Tesla rival Fisker could be run off the road after receiving an NYSE notice and safety concerns over some of its cars rolling away

Tesla rival Fisker could be run off the road after receiving an NYSE notice and safety concerns over some of its cars rolling away

Second time’s the charm—or that’s perhaps what Henrik Fisker thought as he launched the eponymous EV maker Fisker Inc. following a failed attempt a few years earlier (called Fisker Automotive).

Now, the critically-acclaimed Danish designer’s company is facing a number of high-stakes situations at once.

California-based Fisker, which listed via a SPAC in 2020, received a notice from the New York Stock Exchange for non-compliance as its stock closed at under $1 on average for 30 trading days consecutively, the company said in a statement last week.

The notice doesn’t immediately result in Fisker’s trading being suspended on the NYSE—but a failure to comply could eventually lead to delisting.

Fisker said it has six months to comply with the stock exchange’s rules once again, and is considering different options, including a reverse stock split, to help with it.

“The company intends to remain listed on the NYSE and is considering all available options to regain compliance with the NYSE’s continued listing standards,” Fisker said in a statement.

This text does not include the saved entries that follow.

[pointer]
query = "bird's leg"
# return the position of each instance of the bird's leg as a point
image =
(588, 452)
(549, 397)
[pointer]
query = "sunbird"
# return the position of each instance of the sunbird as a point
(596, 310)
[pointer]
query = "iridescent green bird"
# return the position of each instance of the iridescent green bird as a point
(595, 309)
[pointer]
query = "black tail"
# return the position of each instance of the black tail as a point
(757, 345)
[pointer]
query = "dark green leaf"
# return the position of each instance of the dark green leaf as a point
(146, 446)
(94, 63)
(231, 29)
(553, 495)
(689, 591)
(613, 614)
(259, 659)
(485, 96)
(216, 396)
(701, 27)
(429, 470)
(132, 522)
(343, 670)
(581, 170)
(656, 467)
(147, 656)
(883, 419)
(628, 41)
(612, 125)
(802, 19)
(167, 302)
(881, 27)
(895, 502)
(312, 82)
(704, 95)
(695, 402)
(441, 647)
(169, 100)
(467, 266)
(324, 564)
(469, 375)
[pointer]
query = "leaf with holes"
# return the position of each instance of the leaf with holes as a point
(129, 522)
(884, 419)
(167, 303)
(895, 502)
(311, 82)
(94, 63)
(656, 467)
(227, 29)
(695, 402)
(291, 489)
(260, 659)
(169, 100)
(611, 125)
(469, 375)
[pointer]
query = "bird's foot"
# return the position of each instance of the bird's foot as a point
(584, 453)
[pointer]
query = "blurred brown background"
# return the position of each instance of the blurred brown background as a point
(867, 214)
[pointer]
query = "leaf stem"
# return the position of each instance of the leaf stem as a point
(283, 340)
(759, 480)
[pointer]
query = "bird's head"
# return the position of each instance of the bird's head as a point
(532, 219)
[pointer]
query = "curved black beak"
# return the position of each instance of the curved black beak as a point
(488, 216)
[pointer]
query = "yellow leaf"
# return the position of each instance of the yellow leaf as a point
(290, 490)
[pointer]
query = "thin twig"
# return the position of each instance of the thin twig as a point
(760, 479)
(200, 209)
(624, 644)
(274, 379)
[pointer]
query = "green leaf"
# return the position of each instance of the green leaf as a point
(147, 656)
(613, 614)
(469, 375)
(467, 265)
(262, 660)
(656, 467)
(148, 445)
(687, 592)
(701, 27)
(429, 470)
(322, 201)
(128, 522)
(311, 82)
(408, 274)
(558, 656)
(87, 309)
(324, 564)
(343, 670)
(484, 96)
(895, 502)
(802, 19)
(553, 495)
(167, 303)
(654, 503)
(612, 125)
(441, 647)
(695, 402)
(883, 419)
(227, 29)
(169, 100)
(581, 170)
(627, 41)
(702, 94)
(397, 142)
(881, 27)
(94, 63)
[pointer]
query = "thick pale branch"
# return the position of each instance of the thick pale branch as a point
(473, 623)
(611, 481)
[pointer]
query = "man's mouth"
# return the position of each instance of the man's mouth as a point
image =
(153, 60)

Fisker’s stock has plummeted nearly 89% in the last year.

The Ocean SUV maker faced several tailwinds delivering its cars to customers.

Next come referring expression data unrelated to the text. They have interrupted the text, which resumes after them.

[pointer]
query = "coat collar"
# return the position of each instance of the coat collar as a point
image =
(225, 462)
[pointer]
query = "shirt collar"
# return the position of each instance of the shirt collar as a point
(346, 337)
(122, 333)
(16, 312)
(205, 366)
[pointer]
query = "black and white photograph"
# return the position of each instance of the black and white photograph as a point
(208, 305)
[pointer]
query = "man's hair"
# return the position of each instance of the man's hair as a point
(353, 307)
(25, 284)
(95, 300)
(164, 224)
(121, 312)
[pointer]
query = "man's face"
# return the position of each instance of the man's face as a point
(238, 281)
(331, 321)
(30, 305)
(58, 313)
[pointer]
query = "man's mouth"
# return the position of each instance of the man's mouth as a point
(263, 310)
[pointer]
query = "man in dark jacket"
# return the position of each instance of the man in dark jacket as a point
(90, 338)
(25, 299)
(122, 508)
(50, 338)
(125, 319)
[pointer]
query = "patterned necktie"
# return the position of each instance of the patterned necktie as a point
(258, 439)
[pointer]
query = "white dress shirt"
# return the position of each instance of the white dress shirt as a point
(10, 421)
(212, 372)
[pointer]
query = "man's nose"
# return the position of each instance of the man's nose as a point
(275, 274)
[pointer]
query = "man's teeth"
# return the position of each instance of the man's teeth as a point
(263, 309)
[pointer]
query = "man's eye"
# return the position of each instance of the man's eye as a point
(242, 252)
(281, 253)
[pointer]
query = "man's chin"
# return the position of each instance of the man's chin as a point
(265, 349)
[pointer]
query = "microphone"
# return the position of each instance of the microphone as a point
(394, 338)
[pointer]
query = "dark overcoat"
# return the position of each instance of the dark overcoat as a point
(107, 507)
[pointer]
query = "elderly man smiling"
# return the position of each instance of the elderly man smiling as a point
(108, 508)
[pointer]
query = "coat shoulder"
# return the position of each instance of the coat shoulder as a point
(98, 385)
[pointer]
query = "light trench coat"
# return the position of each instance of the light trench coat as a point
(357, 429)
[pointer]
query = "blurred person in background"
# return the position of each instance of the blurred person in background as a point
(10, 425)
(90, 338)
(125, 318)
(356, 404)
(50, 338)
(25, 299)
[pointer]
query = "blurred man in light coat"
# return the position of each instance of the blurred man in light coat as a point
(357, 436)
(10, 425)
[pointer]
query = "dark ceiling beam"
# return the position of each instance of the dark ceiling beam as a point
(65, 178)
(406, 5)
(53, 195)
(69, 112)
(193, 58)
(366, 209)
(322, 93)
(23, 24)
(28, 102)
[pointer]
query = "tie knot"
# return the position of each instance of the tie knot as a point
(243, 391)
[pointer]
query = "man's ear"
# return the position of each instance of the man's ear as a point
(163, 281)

Last year, Fisker made just over 10,000 cars, undershooting its initial estimate by over three-quarters and ultimately delivering less than half of the vehicles it manufactured.

To add to mounting pressures, it became the subject of a U.S. National Highway Traffic Safety Administration probe last week after thousands of Fisker’s cars rolled away or moved unprompted in 2023.

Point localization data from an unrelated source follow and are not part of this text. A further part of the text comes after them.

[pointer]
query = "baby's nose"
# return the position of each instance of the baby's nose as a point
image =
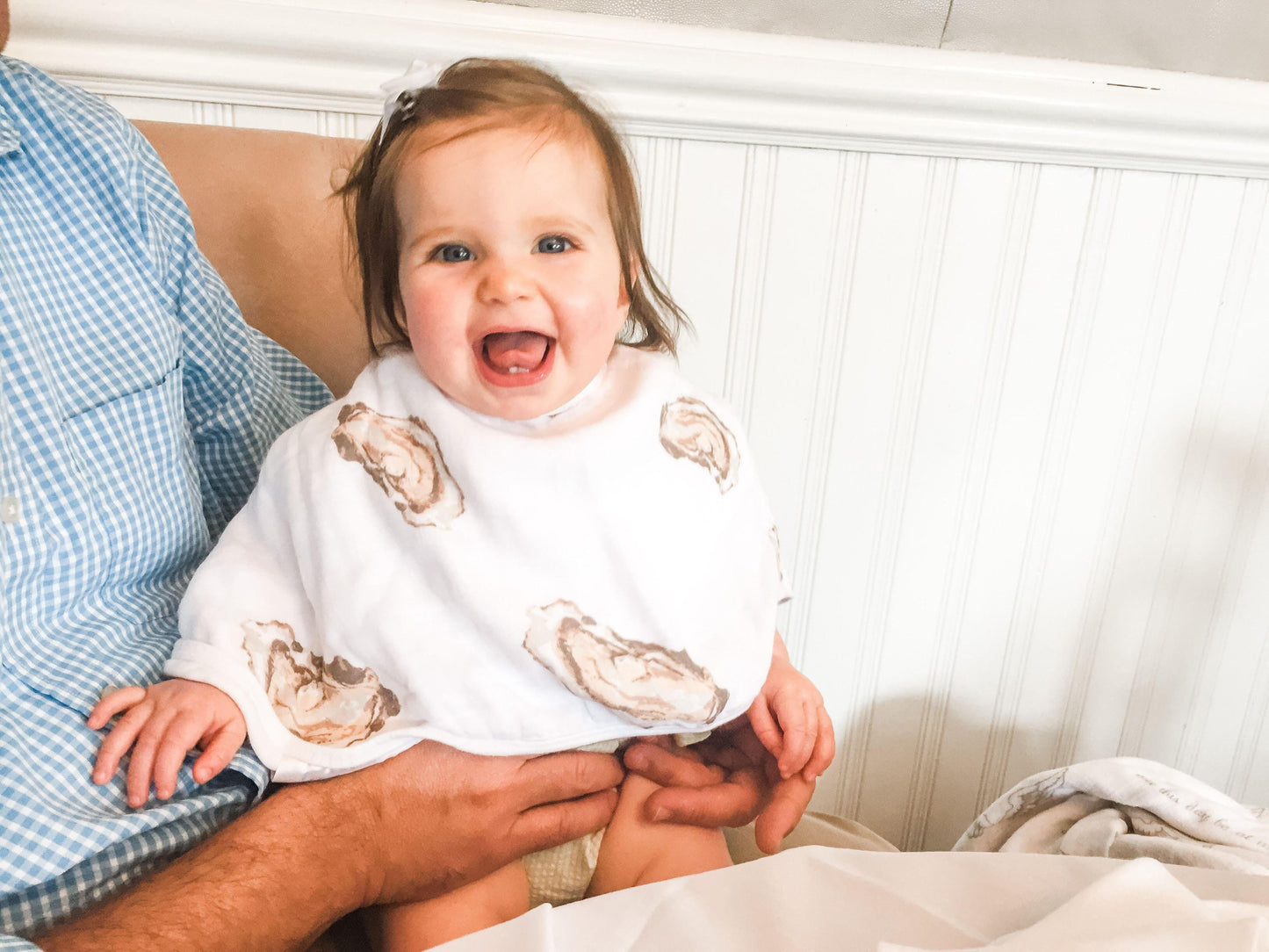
(504, 281)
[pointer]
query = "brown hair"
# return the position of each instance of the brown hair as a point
(490, 93)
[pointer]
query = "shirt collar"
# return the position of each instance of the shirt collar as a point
(11, 140)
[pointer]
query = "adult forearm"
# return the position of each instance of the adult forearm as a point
(410, 828)
(276, 878)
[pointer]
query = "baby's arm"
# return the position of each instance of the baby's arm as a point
(789, 716)
(162, 725)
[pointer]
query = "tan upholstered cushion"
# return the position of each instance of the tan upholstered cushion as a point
(265, 217)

Competition, reach and more

The market for EVs has been challenged by greater competition, shrinking cash reserves and higher costs.

Some of these factors have handicapped many startups in the space, including British company Arrival’s U.K. arm which entered administration earlier this month (it was delisted from Nasdaq shortly before).

Fisker’s Ocean SUV has had a tricky path to chart—whether that’s the initial software issues it faced or more recently the review of an influential YouTuber recently calling it the “worst car” he’s ever tested.

Marques Brownlee, also known as MKBHD, said in a video that driving the Fisker Ocean was the “single weirdest automotive reviewing experience.”

There were some positives, he praised the car’s design and “comfortable seating.”

Fisker has had lofty ambitions about scaling up its EV production to an expected 300 SUVs a day.

But the company has slipped well below its targets, TechCrunch reported in January citing internal documents.

The company also delivers SUVs in Europe with the help of its contract manufacturer Magna Steyr in Austria, but it has struggled to see its initial estimates of global EV demand reach fruition.

The company said it would scale down its operations in December to make sure its liquidity stays intact by trimming its production target.

Among its struggles in the U.S. following Ocean’s launch last June has been its difficulty with reaching buyers using its direct-to-consumer sales model.

Fisker decided to drop the approach, famously adopted by the likes of Tesla and Rivian, to set up traditional dealerships instead in the hopes of growing its presence.

A representative at Fisker directed Fortune to its press release when approached for comment.

Bad Karma

Henrik Fisker’s first swing at making cars was through Fisker Automotive, a company that made plug-in hybrid cars and was popular among celebrities including Justin Bieber.

He was a seasoned expert in the field, having worked at the likes of BMW and Aston Martin.

The company filed for bankruptcy in 2013 after its flagship vehicle, Karma, failed during its tests.

Fisker Automotive had managed to raise $1.4 billion from public and private investors since its founding in 2007, Reuters reported.

During its time, the company never made a profit—instead, it lost thousands of dollars on making each car.

With his second rodeo, Henrik’s big pitch for the EV market has been to make it easier for the masses to afford all-electric cars as the current options can price people out of the market, Henrik told The Verge in an interview last January.

In its third-quarter earnings released in November, Fisker Inc.’s revenue was $71.8 million, while its losses for the period totaled $91 million.